Victor Lucas of The Electric Playground called the scenery around the tracks "stunning", saying that the environments in the game feel "alive". Lucas noted some graphical errors and felt that the game should have utilized the system's Expansion Pak for higher resolution, but considered only a minor nuisance. He also said that the music and sound effects are "perfectly" suited to the gameplay. Lucas concluded that Beetle Adventure Racing is the first "truly addictive" Nintendo 64 game of 1999.

Peer Schneider of IGN heavily praised the game's graphics, sound effects, detailed racing tracks, vehicle handling, and multiplayer mode, but wrote that the game has a relatively limited number of tracks and cars, and that, unlike EA's Need For Speed, the game has a license which is limited only to Volkswagen models.

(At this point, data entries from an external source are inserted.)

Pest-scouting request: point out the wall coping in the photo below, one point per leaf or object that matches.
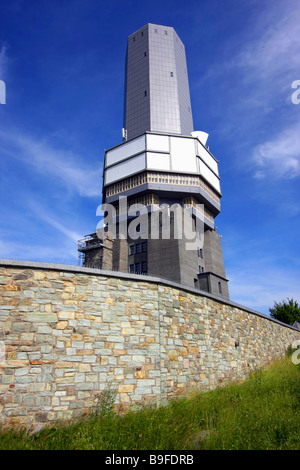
(135, 277)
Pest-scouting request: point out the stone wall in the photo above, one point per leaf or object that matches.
(69, 332)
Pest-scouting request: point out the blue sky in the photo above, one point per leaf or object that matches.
(63, 66)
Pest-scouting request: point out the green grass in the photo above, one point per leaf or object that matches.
(261, 413)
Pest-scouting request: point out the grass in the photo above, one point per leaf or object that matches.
(262, 413)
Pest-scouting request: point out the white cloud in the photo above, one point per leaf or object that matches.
(258, 288)
(277, 48)
(66, 166)
(279, 157)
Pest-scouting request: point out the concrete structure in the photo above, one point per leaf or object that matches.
(68, 332)
(161, 173)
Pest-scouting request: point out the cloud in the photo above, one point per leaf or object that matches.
(258, 288)
(43, 214)
(277, 48)
(279, 157)
(64, 165)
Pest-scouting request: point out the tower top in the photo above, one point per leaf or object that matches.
(157, 96)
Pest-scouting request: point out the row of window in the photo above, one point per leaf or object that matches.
(156, 31)
(138, 248)
(138, 268)
(166, 178)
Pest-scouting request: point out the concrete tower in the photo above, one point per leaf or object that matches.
(157, 89)
(161, 171)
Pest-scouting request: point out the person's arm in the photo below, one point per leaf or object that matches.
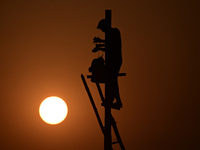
(98, 40)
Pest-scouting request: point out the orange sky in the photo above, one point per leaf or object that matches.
(46, 45)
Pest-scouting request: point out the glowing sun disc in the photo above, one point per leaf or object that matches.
(53, 110)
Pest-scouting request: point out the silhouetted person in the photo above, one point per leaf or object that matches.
(113, 58)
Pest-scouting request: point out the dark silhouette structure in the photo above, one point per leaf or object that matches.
(107, 72)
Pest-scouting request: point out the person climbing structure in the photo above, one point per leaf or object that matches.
(113, 58)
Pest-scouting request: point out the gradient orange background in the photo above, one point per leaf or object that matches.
(46, 45)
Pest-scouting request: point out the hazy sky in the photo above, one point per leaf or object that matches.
(45, 45)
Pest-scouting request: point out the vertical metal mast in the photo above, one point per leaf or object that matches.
(108, 97)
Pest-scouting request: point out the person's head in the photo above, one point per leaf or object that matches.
(103, 25)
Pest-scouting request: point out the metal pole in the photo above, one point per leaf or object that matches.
(108, 97)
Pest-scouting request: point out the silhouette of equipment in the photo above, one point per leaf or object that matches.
(113, 123)
(107, 72)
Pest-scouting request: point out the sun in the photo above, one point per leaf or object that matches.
(53, 110)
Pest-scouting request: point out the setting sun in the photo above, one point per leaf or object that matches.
(53, 110)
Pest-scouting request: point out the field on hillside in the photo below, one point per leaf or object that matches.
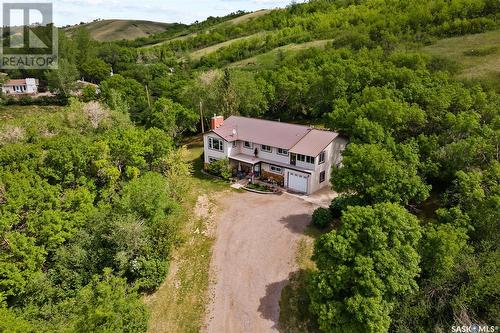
(478, 55)
(12, 112)
(196, 55)
(268, 59)
(112, 30)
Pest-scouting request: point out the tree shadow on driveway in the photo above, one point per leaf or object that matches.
(296, 223)
(269, 304)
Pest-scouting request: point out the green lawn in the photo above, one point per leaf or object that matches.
(294, 303)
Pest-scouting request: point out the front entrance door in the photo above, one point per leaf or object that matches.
(298, 182)
(256, 169)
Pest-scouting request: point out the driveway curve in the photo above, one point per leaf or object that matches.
(254, 254)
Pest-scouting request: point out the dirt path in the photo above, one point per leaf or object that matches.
(252, 260)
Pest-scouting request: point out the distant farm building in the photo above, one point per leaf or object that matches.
(27, 86)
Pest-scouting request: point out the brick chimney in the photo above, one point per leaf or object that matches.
(216, 122)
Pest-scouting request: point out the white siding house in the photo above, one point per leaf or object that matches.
(299, 158)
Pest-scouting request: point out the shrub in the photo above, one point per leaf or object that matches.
(221, 168)
(341, 203)
(322, 217)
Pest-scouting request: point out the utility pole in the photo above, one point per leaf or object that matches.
(201, 117)
(147, 93)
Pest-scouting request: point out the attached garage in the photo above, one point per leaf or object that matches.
(298, 182)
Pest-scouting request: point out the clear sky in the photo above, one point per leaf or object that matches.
(185, 11)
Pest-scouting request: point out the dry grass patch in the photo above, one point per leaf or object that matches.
(180, 302)
(478, 54)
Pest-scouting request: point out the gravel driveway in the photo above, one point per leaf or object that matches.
(253, 257)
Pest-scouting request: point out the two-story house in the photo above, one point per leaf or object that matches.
(298, 157)
(27, 86)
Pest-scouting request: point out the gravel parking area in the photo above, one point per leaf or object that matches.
(253, 256)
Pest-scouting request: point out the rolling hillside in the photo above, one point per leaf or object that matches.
(112, 30)
(478, 55)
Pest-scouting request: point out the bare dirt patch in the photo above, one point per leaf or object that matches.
(254, 256)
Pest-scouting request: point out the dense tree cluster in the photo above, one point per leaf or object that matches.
(89, 210)
(89, 201)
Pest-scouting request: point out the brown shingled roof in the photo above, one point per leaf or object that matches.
(314, 142)
(264, 132)
(16, 82)
(297, 138)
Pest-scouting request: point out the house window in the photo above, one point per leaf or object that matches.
(305, 158)
(266, 148)
(322, 157)
(215, 144)
(276, 169)
(282, 151)
(322, 176)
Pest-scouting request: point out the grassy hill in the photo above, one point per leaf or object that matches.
(477, 55)
(111, 30)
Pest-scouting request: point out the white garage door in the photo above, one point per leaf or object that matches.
(297, 182)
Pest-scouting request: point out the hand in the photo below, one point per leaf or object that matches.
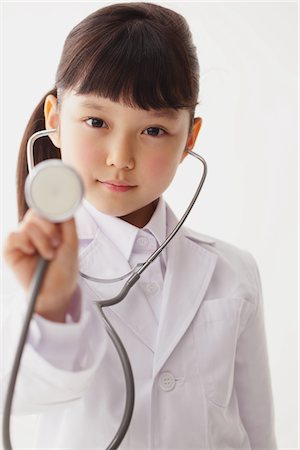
(57, 243)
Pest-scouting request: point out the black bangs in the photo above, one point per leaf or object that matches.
(131, 56)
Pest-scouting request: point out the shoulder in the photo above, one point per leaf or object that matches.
(236, 268)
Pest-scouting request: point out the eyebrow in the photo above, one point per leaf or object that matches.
(164, 112)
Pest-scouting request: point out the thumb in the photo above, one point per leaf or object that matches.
(68, 232)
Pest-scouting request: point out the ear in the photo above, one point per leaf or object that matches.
(192, 137)
(52, 118)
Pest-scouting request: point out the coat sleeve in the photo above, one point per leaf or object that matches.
(59, 360)
(252, 373)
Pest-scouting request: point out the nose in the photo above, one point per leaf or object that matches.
(120, 153)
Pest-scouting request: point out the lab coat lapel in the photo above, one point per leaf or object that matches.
(189, 271)
(102, 259)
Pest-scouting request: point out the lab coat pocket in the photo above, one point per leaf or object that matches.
(215, 333)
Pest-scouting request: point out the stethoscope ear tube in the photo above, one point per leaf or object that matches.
(34, 291)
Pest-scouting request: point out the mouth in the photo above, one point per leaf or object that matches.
(117, 186)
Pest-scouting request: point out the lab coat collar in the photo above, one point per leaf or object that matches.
(189, 270)
(115, 229)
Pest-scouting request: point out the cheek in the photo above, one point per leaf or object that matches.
(79, 153)
(161, 167)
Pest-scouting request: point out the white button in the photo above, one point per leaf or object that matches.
(152, 288)
(167, 381)
(142, 242)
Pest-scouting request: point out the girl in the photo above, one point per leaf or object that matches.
(123, 108)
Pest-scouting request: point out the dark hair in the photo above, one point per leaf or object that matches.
(139, 53)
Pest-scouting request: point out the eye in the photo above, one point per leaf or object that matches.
(154, 131)
(96, 123)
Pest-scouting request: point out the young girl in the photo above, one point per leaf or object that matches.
(123, 109)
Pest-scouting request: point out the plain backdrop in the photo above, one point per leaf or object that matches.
(249, 105)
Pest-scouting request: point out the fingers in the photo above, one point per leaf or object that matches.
(35, 235)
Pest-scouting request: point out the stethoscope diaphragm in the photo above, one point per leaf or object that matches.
(54, 190)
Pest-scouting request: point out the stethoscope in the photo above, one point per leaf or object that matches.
(55, 190)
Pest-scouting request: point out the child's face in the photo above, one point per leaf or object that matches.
(126, 157)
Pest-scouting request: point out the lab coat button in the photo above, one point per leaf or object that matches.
(142, 242)
(167, 381)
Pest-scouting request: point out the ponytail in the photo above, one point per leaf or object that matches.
(43, 149)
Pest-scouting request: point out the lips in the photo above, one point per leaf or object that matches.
(117, 186)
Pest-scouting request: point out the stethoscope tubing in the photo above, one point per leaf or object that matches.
(100, 304)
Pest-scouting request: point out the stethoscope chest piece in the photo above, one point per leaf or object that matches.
(54, 190)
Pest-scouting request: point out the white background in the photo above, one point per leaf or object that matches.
(248, 102)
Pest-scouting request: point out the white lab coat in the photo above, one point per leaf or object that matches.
(202, 381)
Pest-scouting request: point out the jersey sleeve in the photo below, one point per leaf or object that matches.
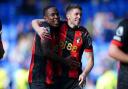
(120, 35)
(87, 42)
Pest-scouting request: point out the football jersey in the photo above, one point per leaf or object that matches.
(121, 40)
(73, 42)
(41, 68)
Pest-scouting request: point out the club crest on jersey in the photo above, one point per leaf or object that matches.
(78, 40)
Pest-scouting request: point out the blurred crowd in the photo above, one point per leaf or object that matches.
(100, 17)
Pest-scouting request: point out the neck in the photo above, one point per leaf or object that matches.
(71, 25)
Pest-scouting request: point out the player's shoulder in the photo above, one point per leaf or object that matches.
(124, 23)
(83, 29)
(44, 24)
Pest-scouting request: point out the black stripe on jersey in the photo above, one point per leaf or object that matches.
(69, 39)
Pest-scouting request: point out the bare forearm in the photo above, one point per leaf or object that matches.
(36, 24)
(118, 54)
(90, 63)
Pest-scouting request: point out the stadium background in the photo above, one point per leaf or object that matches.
(100, 17)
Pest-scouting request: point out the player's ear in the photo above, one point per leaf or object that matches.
(67, 15)
(45, 17)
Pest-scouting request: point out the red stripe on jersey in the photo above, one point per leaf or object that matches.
(75, 52)
(49, 72)
(117, 43)
(32, 63)
(88, 50)
(62, 38)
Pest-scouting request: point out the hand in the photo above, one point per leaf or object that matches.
(82, 80)
(72, 63)
(43, 33)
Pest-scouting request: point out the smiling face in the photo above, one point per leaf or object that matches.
(52, 16)
(74, 17)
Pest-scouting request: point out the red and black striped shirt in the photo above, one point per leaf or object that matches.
(73, 42)
(41, 68)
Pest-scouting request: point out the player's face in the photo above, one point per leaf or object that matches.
(74, 16)
(52, 17)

He was also critical to the game's music that is limited to "generic" 'drum and bass' tracks. Schneider ultimately called the Beetle Adventure Racing as one of the best racing games for Nintendo 64.

Shawn Sackenheim of AllGame praised the game's lengthy racetracks, its multiplayer mode, its "superb" use of various shortcuts, car models, the graphics and its overall presentation. GameSpot claimed the game is a "great deal of fun".

Aggregate score
| Aggregator | Score |
|---|---|
| Metacritic | 90/100 |

Review scores
| Publication | Score |
|---|---|
| AllGame | 4.5/5 |
| Computer and Video Games | 3/5 |
| Electronic Gaming Monthly | 9.125/10 |
| Famitsu | 28/40 |
| Game Informer | 8/10 |
| GameFan | (S.T.) 96% 86% |
| GamePro | 5/5 |
| GameSpot | 8.5/10 |
| Giant Bomb | 5/5 |
| Hyper | 92% |
| IGN | 9.1/10 |
| Next Generation | 4/5 |
| Nintendo Life | 9/10 |
| Nintendo Power | 8.5/10 |

===Sales===
Beetle Adventure Racing sold over 320,000 units in the United States. According to senior producer Hanno Lemke, its sales numbers were small relative to other EA products, which he blamed on its "terrible box art and a virtually non-existent marketing presence”, as well as high competition from other racing games on the Nintendo 64.

==Cancelled sequel==
A sequel was in development in 2000, but has never been released. Lemke said it dropped the Beetle license and was titled Adventure Racing 2, featuring a variety of non-licensed vehicles and more customization, but was cancelled due to the first game's low sales.